I will want to also add a note here that you should take care on which sites you do this with. For social media, video game accounts, shopping accounts, there shouldn’t be too much of a risk using these emails. However, financial sites, government accounts, and other “Identity based sites” you may want to use your root email or other softer alias techniques like the + appending technique. Why? Well, it could be more frustrating to maintain or get support with a randomly generated email. Also, these sites tend to, but not always, have a stronger security posture. Remember, we are looking at minimizing impact here, not remove it entirely!

Is it worth the effort?

To summarize what we can do here is:

1. Get a new service, and yet another subscription.
2. Give spammers meaningless, disposable emails.
3. Use throw-away emails for throw-away accounts.
4. Move existing accounts to these new, randomly generated emails.

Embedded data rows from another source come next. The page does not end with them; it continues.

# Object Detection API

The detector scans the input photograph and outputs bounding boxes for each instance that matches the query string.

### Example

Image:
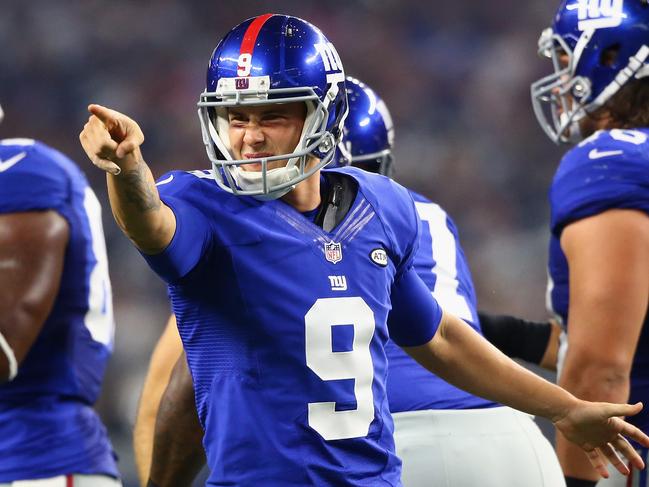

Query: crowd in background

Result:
[0,0,561,487]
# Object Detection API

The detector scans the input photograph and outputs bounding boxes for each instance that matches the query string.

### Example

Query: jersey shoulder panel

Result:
[0,139,80,213]
[334,167,419,273]
[549,129,649,235]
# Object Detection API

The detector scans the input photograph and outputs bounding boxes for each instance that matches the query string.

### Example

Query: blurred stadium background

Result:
[0,0,560,487]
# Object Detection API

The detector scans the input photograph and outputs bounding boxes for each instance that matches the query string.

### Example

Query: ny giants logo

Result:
[567,0,625,31]
[324,240,343,264]
[329,276,347,291]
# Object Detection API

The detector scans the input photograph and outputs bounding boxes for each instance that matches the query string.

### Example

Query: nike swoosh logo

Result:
[588,149,624,159]
[155,174,174,186]
[0,152,27,172]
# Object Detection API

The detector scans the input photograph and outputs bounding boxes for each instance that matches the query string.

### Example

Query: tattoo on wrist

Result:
[121,163,161,212]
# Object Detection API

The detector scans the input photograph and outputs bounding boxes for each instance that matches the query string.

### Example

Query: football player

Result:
[531,0,649,487]
[80,14,649,486]
[133,77,563,487]
[0,105,121,487]
[340,78,564,487]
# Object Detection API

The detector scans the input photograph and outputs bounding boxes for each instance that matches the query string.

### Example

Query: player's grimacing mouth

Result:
[241,152,275,171]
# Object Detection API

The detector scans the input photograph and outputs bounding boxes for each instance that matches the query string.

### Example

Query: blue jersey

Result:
[145,168,441,486]
[549,129,649,433]
[386,191,497,413]
[0,139,118,482]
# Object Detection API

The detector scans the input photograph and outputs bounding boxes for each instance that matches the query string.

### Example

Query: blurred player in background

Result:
[80,14,649,487]
[340,78,564,487]
[531,0,649,487]
[0,105,121,487]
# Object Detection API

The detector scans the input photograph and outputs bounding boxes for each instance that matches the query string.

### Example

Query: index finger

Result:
[88,103,117,126]
[620,421,649,448]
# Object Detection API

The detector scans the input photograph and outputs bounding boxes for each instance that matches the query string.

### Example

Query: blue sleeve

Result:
[550,153,649,236]
[388,268,442,347]
[141,176,211,283]
[0,146,71,213]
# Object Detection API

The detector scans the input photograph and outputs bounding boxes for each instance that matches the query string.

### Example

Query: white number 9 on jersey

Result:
[304,297,375,440]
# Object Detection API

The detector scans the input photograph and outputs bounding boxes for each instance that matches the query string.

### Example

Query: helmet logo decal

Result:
[314,42,343,71]
[237,14,273,76]
[237,52,252,76]
[234,78,250,90]
[567,0,625,31]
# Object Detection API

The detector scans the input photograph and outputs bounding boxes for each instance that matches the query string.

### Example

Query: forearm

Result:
[106,155,176,254]
[406,313,578,421]
[150,354,205,487]
[556,349,630,480]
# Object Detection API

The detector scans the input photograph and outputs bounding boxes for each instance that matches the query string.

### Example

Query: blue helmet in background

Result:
[198,14,347,199]
[336,77,394,177]
[531,0,649,142]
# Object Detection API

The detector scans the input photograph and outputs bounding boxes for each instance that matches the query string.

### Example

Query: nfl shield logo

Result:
[234,78,250,90]
[325,240,343,264]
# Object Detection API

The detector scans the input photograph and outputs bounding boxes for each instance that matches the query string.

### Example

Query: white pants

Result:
[0,475,122,487]
[393,407,566,487]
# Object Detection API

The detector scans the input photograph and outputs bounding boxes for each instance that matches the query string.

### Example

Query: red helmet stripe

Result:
[239,14,274,55]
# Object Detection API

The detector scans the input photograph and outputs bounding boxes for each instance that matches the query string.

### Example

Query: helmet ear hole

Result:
[599,43,621,68]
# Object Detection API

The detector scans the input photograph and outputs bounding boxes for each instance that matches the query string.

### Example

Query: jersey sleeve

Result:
[141,171,211,283]
[388,268,442,347]
[550,150,649,236]
[0,145,71,213]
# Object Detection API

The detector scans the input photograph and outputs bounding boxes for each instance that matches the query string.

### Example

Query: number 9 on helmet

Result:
[198,14,347,199]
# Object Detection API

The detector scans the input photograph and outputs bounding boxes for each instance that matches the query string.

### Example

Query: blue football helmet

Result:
[198,14,347,199]
[335,76,394,177]
[531,0,649,143]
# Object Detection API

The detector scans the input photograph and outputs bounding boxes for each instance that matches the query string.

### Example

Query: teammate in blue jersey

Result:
[340,77,564,487]
[0,104,121,487]
[80,14,649,486]
[532,0,649,487]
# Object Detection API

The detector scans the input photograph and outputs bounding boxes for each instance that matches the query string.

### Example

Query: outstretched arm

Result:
[133,315,183,486]
[557,210,649,480]
[149,353,205,487]
[389,270,649,477]
[0,210,70,382]
[405,314,649,477]
[79,105,176,254]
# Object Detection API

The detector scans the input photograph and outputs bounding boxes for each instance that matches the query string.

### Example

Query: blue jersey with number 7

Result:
[386,191,499,413]
[0,139,118,483]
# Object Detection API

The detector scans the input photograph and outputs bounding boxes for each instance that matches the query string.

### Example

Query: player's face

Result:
[228,102,306,171]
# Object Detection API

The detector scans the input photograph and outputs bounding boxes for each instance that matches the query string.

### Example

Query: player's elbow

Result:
[561,352,632,402]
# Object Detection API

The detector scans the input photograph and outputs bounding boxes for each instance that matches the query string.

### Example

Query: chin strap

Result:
[315,172,358,232]
[0,333,18,381]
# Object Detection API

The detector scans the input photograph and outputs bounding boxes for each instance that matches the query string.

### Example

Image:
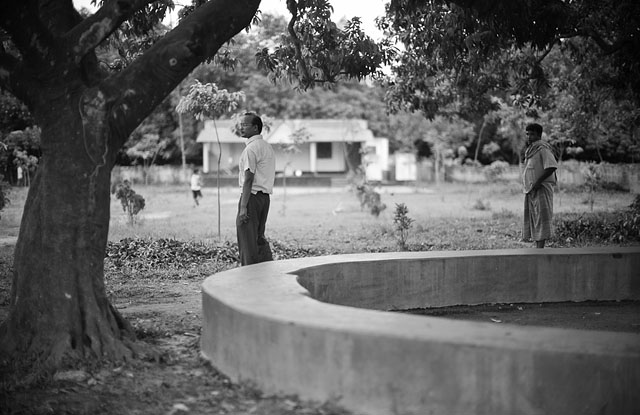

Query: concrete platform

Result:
[201,247,640,415]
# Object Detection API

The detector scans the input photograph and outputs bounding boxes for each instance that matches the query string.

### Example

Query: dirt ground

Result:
[0,240,640,415]
[404,301,640,333]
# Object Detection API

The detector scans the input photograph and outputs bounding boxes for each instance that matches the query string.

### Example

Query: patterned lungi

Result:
[522,183,553,241]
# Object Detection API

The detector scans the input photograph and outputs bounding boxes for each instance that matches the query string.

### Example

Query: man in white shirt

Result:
[236,113,276,265]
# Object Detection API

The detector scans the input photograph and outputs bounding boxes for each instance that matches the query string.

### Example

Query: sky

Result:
[73,0,388,40]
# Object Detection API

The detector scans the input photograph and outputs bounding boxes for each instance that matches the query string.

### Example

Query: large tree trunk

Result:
[0,0,260,368]
[1,89,134,363]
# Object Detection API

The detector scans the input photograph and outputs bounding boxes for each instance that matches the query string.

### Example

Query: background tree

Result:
[380,0,640,165]
[278,127,311,216]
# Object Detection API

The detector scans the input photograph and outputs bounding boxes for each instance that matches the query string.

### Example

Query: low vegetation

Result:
[0,186,640,415]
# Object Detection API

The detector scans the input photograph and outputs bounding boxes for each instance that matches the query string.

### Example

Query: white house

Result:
[197,119,374,173]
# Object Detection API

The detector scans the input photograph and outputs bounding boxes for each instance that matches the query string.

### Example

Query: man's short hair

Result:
[525,122,542,137]
[243,112,262,133]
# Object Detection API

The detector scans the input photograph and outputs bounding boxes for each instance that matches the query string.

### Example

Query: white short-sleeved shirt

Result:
[522,147,558,193]
[191,174,200,191]
[238,134,276,194]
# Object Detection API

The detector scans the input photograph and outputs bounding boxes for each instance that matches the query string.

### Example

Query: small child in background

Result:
[191,169,202,207]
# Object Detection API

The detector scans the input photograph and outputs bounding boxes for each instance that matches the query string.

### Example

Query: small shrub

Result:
[111,180,145,225]
[491,208,519,220]
[355,183,387,217]
[483,160,509,181]
[473,199,491,210]
[393,203,414,251]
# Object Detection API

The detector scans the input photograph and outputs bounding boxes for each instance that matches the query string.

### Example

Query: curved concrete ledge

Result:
[201,247,640,415]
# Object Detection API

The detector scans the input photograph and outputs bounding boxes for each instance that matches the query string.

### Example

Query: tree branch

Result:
[287,0,314,88]
[99,0,260,147]
[65,0,153,62]
[0,0,54,65]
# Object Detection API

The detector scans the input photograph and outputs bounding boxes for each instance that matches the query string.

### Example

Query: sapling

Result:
[393,203,414,251]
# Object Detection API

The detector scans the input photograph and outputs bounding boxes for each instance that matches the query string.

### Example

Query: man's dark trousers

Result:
[236,192,273,265]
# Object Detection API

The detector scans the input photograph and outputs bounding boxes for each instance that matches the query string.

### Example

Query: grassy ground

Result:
[0,185,633,415]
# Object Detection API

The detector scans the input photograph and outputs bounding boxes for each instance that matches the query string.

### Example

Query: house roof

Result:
[197,119,374,144]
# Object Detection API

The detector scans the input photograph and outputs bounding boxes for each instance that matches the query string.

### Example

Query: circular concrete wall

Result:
[201,247,640,415]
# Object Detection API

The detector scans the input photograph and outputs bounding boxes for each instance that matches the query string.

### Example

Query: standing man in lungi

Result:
[236,113,276,265]
[521,123,558,248]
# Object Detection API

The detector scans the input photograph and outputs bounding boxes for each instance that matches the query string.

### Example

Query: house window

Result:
[316,143,332,159]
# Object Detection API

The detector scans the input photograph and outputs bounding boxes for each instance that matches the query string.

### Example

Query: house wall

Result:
[202,143,245,173]
[312,143,347,173]
[208,143,346,173]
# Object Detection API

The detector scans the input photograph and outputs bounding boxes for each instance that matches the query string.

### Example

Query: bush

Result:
[355,183,387,217]
[555,195,640,244]
[111,180,145,225]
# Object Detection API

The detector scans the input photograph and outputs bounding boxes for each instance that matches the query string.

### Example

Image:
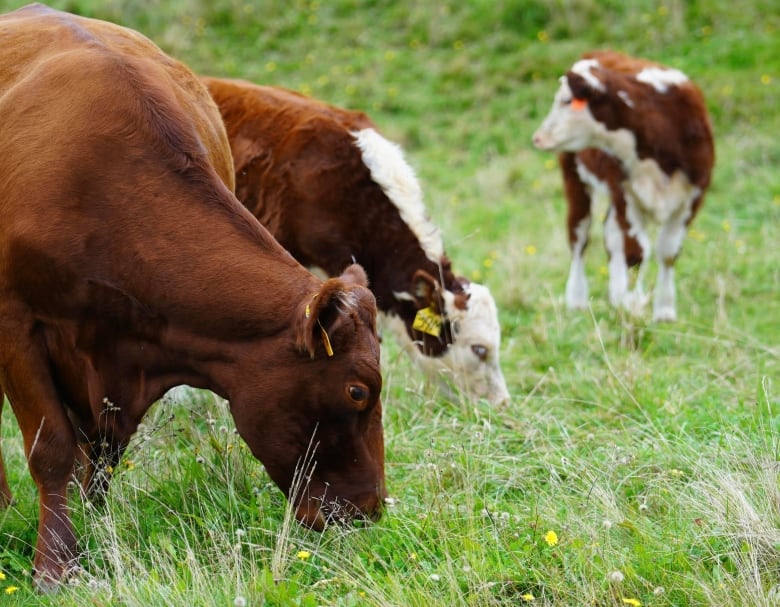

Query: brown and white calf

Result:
[533,51,715,321]
[204,78,509,403]
[0,5,386,589]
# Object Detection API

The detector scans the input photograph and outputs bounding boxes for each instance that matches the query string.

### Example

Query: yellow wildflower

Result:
[544,530,558,546]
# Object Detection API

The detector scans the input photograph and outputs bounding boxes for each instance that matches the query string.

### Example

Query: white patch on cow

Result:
[636,67,688,93]
[571,59,606,92]
[618,91,634,108]
[566,215,591,310]
[352,129,444,264]
[626,158,701,225]
[393,291,417,302]
[383,283,509,404]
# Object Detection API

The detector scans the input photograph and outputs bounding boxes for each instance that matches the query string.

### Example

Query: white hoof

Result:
[653,306,677,322]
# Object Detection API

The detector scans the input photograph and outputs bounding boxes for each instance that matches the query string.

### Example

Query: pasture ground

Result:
[0,0,780,607]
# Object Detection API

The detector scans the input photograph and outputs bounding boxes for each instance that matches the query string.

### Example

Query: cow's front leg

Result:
[0,389,13,509]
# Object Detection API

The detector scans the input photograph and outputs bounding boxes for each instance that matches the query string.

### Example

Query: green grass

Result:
[0,0,780,607]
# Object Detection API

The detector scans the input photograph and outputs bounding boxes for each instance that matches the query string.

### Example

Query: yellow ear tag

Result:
[412,307,442,337]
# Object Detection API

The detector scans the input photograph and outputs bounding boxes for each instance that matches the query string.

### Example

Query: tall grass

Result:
[0,0,780,607]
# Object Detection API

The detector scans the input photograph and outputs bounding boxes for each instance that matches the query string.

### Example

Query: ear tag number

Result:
[412,307,442,337]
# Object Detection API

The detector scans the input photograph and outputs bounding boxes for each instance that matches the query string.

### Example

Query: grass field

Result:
[0,0,780,607]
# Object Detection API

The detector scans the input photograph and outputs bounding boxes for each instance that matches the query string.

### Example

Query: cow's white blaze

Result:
[352,129,509,403]
[533,78,636,158]
[352,129,444,263]
[383,283,509,404]
[571,59,605,92]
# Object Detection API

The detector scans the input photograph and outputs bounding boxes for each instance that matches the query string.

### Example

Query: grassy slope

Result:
[0,0,780,605]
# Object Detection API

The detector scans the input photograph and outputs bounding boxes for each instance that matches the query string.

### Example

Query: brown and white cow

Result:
[533,51,715,321]
[0,5,386,589]
[204,78,509,403]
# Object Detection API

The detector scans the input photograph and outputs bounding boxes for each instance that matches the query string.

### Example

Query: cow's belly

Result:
[624,159,700,225]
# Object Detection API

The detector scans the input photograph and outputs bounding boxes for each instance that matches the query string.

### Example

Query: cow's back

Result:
[0,4,235,190]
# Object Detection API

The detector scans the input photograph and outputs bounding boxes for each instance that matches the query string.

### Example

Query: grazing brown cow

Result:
[0,5,385,589]
[204,78,509,403]
[533,51,715,321]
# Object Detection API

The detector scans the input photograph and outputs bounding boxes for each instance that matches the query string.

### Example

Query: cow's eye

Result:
[471,344,488,362]
[347,384,368,405]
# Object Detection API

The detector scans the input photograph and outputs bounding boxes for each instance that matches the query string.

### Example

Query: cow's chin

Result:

This helps isolate sites to a single email, lowering the value of your data provided and protecting you from being identified in a data leak. Additionally, in combination with randomly generated passwords, helps to isolate credential stuffing attacks to just that one site.

But, it isn’t all perfect. There are some negatives to consider!

Negatives

Communication

There are times when you may need to send an email from that randomly generated address, like when reaching out to support. This can be clunky or even impossible, depending on the service, and it’s generally not as simple as using your regular email address.

Also, trying to call support, or provide the email can get you some odd looks. And it is cumbersome to generate one in person, but not a non-stopper.

Authenticity

Another thing to be aware of, some sites have protections around temporary email addresses, particularly ones like 10minutemail. This can lead to issues where your generated email may not be accepted if the domain isn’t well known. For example, Apple’s uses icloud.com as the domain, which is well known and accepted in most cases. However if you use a service that uses less known domains, or you can use your own, that can lead to issues with the email not being accepted.

Service Provider trust

A significant concern with these services is that all emails going to those alias addresses are accessible to the service providers. For example, Apple could, in theory, see what is sent to Jade.0a.Kiwi@icloud.com.

Data breaches

When a breach happens you can go to places like Have I been Pwned and put in your email to see where you were affected. However, now you don’t see all your potential accounts, as most will have a unique email. In these cases, usually the site does send you an email to alert you, so you will want to monitor for those a bit more actively. When you do get one, you can do your normal response like resetting the password, but also reset the email!

All in all

Is this worth it? For you, I don’t know. But for me, it is worth applying some of these items.